Later today the Obama administration will be unveiling an ambitious initiative aimed at providing federal, state, and local decision makers with the latest and greatest in high tech tools to forecast the impacts of climate change, identify at-risk infrastructure, and help people get a clearer picture of how risky it is to build in areas threatened by sea level rise, storm surges, and flooding along rivers.
First announced yesterday by John Podesta and John Holdren, this is an exciting public-private collaboration involving some the uber-geekiest federal agencies and some of the biggest names in technology.
A fact sheet on the new climate initiative details the role that various federal agencies and private interests will be pursuing through this groundbreaking effort. The President deserves credit for putting this initiative together. The amount of information that will be put in the hands of communities about climate risks is unprecedented. The tools that will be developed will provide a lot of information that can be put to good use. It will all be accessible to the public via climate.data.gov.
This initiative will help pro-active communities get over one of the biggest obstacles they face —namely, how to get credible information on the threats that climate change poses and how do they use that information to plan for an uncertain future.
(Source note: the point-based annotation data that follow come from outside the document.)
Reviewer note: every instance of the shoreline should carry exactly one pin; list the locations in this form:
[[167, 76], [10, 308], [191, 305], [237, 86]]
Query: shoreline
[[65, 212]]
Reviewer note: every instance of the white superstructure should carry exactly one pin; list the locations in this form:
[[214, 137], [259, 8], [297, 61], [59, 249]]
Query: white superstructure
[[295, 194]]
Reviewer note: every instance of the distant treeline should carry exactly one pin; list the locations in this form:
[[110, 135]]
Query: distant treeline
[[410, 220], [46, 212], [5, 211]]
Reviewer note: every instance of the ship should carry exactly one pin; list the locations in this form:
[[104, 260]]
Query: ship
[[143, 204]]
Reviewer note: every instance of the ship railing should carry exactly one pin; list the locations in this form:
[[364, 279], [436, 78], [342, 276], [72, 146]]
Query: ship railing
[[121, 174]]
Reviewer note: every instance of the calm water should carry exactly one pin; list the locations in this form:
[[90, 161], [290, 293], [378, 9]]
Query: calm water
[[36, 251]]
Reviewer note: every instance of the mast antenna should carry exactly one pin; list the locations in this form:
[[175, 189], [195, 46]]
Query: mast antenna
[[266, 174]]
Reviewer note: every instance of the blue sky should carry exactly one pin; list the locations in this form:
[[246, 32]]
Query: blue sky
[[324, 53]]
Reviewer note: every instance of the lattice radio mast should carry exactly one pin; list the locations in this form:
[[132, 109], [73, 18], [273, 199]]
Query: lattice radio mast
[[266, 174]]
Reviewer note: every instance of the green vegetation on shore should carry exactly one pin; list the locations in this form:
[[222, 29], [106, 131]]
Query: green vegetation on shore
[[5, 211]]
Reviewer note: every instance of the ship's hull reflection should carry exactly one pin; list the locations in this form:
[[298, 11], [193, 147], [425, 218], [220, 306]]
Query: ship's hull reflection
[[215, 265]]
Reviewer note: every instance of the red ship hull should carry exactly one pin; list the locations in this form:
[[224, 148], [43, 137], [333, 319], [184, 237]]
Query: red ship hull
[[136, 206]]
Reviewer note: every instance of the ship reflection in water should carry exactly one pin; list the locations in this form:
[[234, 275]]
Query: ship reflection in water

But, one agency is noticeably absent from this climate mapping effort and that is FEMA. FEMA is the one agency that produces maps that impact real development decisions in flood prone areas. Unlike all the maps that will be produced under the new initiative, FEMA’s maps aren’t advisory or informational. The “flood insurance rate maps” or FIRMS that FEMA produces place limitations on where development can and cannot occur in the more than 20,000 communities that participate in the National Flood Insurance Program.
Currently FEMA’s flood maps fail to factor in future climate impacts like sea level rise, as I highlighted last week in a post about new FEMA flood maps for New York City. Until FEMA’s maps do factor in climate change, the nation will still be falling short in its preparedness efforts.